BGH, Urteil v. 24.10.2023, VI ZR 1074/20

Zur Zulässigkeit einer Berichterstattung über den Besuch eines Geistlichen im Privathaus einer prominenten Person.

§ 823 BGB, § 1004 Abs 1 S 2 BGB

BGH, Urteil v. 17.11.2023, V ZR 192/22

1. Zu den nach den Vorschriften der berechtigten Geschäftsführung ohne Auftrag erstattungsfähigen Kosten für die Entfernung eines unbefugt auf einem Privatgrundstück abgestellten Fahrzeugs zählen auch die Kosten, die im Zusammenhang mit der Verwahrung des Fahrzeugs im Anschluss an den Abschleppvorgang entstehen.
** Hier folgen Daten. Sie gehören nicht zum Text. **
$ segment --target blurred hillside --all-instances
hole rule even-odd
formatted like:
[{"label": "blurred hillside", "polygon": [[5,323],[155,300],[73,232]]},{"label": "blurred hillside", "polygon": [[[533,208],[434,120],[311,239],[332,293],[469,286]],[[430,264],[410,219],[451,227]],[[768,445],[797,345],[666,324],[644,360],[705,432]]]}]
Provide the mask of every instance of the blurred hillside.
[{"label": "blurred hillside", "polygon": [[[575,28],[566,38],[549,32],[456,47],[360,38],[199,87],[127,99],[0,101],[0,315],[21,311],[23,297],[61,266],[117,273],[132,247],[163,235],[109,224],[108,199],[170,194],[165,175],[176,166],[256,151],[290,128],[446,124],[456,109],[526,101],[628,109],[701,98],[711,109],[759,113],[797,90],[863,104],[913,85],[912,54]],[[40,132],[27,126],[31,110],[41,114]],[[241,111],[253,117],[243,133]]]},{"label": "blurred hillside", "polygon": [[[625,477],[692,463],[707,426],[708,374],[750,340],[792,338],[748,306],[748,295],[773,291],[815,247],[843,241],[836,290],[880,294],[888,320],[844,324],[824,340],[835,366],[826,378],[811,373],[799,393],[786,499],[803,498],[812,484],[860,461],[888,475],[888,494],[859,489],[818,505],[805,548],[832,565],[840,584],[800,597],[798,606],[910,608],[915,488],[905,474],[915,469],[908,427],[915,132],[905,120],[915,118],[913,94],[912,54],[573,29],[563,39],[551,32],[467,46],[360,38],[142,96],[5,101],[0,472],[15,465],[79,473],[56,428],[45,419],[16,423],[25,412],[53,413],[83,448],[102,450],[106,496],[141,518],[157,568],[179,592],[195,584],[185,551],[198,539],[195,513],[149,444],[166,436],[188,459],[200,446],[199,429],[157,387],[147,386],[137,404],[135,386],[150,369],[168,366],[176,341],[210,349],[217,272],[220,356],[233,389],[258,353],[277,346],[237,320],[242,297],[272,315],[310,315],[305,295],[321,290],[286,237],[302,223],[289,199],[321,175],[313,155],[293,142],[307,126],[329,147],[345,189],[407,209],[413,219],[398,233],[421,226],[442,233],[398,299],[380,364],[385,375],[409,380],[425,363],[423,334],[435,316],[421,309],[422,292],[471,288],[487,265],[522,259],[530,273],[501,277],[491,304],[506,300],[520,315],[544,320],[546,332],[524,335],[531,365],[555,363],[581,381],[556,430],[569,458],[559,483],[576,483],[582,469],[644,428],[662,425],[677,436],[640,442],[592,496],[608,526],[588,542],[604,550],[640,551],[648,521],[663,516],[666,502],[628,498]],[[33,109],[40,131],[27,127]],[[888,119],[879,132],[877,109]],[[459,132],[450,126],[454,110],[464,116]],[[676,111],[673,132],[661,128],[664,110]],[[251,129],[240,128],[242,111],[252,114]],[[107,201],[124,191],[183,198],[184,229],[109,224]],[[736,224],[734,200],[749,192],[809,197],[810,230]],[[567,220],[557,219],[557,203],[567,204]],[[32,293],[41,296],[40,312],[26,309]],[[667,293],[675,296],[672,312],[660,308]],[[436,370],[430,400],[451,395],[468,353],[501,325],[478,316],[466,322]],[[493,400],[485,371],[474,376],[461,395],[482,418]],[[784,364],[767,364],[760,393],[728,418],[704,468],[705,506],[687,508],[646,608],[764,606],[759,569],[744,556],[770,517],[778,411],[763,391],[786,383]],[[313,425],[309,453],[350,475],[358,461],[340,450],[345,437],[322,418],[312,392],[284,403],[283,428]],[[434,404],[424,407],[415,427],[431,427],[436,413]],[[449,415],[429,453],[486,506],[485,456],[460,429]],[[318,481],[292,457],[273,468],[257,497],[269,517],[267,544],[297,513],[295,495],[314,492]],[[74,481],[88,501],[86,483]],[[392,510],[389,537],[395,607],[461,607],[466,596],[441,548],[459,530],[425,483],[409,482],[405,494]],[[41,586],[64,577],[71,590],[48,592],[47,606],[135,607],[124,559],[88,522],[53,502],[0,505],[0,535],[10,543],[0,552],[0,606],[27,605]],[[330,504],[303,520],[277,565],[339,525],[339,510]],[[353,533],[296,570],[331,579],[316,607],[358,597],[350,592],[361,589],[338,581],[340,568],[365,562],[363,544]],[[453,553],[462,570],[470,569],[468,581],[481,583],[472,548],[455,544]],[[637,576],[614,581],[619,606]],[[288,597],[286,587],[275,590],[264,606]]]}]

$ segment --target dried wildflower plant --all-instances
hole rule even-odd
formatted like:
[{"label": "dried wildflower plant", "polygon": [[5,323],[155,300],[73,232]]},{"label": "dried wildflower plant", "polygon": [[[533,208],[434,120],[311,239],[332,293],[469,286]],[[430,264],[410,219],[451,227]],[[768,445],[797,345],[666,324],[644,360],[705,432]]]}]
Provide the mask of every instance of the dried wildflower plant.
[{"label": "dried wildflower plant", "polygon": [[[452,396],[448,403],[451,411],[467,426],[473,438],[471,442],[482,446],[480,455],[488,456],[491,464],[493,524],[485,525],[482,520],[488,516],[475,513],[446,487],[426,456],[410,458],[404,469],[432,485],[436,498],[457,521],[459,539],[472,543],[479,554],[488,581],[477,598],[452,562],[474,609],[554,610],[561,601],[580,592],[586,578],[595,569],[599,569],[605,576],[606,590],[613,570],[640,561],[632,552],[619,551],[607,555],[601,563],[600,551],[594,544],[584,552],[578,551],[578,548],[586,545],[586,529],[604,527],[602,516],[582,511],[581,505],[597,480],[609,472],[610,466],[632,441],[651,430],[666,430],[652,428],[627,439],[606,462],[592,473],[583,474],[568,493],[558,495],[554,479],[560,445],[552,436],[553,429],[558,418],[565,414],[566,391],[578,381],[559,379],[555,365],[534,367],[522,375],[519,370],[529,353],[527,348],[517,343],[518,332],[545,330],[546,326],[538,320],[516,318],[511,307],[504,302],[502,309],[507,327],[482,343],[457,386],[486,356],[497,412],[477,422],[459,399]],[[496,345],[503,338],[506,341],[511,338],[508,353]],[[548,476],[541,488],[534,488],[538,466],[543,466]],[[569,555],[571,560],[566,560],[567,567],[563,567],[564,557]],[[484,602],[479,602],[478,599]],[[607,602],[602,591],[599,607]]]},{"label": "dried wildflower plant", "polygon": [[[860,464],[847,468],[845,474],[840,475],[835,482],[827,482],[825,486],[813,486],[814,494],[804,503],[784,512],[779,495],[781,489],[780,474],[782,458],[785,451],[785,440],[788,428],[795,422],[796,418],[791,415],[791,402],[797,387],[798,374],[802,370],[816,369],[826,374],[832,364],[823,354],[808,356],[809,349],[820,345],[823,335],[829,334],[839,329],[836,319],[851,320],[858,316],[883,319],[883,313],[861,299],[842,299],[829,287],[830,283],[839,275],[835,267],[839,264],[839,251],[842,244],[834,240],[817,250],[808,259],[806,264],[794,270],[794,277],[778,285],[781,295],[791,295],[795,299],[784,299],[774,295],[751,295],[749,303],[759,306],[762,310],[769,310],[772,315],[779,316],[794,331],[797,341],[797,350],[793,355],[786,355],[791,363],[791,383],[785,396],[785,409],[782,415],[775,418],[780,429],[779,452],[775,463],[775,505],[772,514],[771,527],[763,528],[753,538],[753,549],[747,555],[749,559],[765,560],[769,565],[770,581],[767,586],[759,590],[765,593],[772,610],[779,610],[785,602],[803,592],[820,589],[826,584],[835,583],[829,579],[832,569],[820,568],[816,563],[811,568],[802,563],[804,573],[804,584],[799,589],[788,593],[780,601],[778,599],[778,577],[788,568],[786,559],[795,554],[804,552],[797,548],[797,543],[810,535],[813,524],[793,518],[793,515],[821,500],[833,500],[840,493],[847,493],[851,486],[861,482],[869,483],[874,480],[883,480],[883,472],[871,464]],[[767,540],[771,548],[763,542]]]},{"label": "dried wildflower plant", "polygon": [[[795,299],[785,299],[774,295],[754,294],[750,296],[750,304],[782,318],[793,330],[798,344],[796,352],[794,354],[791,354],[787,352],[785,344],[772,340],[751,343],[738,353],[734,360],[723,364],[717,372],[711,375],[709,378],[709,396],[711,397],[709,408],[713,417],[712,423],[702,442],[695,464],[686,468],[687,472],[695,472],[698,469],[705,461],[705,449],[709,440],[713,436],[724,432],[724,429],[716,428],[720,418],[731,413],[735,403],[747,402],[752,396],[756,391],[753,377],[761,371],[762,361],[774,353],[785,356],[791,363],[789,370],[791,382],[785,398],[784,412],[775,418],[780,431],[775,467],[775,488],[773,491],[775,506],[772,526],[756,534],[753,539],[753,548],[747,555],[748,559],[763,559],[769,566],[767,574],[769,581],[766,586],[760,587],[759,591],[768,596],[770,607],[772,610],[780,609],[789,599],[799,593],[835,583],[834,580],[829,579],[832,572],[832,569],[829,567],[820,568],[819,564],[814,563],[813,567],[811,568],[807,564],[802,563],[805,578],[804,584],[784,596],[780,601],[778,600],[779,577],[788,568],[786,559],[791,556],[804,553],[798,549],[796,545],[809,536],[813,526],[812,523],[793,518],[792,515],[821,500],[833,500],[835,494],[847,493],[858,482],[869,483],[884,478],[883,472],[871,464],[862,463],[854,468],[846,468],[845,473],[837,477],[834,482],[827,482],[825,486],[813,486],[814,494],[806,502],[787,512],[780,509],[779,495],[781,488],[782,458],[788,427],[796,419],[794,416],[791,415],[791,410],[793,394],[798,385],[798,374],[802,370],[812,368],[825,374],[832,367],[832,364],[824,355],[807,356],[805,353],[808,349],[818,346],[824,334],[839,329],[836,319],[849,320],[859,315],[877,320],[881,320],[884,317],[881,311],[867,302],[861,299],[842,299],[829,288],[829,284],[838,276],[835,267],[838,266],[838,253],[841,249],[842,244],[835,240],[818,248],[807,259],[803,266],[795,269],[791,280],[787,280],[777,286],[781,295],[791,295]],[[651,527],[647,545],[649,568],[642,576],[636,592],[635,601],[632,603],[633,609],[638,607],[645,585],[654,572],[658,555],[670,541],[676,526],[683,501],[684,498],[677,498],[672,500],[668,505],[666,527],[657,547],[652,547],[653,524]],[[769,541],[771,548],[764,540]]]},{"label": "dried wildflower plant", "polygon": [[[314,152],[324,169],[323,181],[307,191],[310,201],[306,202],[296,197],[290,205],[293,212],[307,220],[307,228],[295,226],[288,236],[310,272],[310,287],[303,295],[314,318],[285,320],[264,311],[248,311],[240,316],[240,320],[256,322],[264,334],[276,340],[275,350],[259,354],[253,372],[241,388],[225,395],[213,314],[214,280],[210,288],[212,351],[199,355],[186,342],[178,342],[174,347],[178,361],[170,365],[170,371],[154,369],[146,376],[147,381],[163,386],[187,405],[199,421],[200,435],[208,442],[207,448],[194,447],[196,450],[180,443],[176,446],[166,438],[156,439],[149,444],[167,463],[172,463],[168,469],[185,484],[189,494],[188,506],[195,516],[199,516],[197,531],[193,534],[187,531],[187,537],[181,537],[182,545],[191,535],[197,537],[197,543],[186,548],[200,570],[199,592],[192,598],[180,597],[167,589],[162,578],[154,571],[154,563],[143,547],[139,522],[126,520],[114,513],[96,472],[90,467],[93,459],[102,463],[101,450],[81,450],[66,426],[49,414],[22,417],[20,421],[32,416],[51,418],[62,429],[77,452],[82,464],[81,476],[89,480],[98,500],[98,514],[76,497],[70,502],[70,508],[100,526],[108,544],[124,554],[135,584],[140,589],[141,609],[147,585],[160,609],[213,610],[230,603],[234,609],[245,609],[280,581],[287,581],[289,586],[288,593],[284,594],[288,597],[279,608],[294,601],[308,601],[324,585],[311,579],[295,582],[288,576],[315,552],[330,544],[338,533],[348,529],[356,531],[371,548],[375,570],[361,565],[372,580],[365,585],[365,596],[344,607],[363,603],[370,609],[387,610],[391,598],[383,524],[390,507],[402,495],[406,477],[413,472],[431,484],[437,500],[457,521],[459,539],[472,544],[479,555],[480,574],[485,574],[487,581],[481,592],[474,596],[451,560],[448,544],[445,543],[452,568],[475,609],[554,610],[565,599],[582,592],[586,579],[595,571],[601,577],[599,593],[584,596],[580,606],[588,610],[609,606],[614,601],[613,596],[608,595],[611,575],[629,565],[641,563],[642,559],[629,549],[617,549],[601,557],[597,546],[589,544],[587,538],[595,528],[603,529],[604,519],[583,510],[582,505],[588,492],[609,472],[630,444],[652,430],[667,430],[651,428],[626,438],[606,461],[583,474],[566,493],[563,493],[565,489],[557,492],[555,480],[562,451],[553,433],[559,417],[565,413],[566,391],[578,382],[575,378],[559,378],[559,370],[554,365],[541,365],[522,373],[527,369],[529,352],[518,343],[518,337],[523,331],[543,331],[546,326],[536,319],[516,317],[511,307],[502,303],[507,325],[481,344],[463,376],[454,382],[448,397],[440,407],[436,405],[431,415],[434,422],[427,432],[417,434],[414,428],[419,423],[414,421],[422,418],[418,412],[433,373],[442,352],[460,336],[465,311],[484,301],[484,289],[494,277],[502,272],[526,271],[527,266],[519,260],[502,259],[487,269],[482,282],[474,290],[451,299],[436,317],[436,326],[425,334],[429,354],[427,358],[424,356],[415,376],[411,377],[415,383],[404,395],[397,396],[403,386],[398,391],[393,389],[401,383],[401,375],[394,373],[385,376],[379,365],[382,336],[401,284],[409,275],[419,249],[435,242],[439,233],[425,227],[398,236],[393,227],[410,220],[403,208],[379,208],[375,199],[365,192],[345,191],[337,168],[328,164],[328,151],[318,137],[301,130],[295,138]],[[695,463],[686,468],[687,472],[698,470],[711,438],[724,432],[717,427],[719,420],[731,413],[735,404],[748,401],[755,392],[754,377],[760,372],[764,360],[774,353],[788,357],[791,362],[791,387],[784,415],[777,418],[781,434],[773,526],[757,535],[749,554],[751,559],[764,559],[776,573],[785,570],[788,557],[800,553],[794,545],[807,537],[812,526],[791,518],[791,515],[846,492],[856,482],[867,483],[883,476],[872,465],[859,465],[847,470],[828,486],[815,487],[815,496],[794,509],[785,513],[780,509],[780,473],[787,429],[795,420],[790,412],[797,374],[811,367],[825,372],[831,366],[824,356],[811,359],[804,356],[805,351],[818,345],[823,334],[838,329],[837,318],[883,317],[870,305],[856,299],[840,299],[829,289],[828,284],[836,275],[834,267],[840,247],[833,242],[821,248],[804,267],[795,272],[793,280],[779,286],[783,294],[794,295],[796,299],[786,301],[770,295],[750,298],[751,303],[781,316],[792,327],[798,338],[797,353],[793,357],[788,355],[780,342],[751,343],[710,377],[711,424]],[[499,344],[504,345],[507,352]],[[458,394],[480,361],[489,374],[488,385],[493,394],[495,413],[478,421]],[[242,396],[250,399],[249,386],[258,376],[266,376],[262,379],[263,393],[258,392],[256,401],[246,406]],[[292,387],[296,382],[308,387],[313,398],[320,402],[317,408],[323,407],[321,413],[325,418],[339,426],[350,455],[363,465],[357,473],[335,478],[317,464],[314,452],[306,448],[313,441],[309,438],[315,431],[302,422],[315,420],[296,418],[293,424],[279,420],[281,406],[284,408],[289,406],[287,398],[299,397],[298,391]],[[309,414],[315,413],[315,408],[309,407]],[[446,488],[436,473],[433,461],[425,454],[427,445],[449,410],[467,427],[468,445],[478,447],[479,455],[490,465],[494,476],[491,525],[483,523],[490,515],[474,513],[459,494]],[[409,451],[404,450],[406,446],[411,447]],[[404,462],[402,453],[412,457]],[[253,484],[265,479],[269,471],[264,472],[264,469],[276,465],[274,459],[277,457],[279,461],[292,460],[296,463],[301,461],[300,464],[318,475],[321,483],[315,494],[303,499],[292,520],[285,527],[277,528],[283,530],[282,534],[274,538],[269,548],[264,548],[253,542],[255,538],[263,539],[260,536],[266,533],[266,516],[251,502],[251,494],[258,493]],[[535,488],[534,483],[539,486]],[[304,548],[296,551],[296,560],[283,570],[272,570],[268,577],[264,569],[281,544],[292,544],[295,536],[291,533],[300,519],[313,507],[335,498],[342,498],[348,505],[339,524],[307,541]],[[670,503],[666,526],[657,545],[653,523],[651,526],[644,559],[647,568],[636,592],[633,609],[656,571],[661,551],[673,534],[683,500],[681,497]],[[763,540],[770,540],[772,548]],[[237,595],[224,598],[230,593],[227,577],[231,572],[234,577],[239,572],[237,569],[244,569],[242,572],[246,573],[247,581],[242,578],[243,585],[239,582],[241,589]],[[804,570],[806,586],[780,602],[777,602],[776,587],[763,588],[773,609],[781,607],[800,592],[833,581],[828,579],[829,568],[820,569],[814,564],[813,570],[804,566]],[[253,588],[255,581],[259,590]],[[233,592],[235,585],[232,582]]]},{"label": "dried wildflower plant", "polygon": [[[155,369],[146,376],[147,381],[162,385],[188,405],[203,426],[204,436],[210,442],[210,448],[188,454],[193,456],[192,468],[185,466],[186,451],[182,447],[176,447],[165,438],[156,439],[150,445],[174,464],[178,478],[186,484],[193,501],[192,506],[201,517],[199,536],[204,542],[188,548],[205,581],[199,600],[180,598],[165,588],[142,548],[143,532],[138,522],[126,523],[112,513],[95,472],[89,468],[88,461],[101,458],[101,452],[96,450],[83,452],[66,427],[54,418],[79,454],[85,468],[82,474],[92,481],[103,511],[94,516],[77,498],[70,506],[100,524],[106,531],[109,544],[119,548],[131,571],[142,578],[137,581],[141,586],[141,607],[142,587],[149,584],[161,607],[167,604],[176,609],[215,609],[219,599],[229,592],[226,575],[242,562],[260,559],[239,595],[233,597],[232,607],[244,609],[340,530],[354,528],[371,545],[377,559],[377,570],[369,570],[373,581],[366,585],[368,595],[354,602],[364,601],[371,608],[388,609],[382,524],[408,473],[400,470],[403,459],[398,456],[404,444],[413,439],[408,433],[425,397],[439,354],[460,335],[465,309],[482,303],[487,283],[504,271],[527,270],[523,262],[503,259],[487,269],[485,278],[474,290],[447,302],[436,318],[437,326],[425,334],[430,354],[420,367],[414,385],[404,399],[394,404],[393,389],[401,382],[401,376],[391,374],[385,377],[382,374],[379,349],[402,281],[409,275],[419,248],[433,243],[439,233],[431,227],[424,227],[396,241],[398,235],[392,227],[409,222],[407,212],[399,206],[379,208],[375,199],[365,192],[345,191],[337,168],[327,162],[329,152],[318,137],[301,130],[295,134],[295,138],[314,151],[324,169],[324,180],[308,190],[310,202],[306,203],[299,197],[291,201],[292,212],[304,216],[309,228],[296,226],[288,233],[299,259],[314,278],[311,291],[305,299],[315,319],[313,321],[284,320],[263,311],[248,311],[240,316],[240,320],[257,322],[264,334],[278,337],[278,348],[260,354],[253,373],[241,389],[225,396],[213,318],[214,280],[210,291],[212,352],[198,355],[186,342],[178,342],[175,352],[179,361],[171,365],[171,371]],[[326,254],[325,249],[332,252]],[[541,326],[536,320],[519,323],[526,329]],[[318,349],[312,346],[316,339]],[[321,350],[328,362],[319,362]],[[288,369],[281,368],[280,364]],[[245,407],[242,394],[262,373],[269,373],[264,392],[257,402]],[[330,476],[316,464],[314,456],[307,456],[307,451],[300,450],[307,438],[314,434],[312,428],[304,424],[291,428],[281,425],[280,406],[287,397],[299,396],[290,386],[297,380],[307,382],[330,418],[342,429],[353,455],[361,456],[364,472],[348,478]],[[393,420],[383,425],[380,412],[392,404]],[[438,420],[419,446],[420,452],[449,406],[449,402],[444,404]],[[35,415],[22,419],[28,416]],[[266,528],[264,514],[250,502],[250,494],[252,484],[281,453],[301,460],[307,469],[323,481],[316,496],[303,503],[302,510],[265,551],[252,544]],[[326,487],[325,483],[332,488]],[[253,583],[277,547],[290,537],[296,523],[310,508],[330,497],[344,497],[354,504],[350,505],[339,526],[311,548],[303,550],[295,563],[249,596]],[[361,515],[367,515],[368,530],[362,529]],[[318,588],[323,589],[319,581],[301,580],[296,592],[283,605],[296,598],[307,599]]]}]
Das gilt aber nur bis zu einem Herausgabeverlangen des Halters. Ein konkurrierender deliktischer Anspruch wegen der Verletzung eines Schutzgesetzes reicht im Ergebnis nicht weiter.

2. Es kommt ein Anspruch auf Ersatz von Verwahrkosten nach § 304 BGB in Betracht, wenn der das Fahrzeug herausverlangende Halter nicht bereit ist, im Gegenzug die für das Abschleppen und die Verwahrung angefallenen ortsüblichen Kosten zu zahlen und der Abschleppunternehmer daraufhin die Herausgabe des Fahrzeugs verweigert, so dass der Halter in Annahmeverzug gerät.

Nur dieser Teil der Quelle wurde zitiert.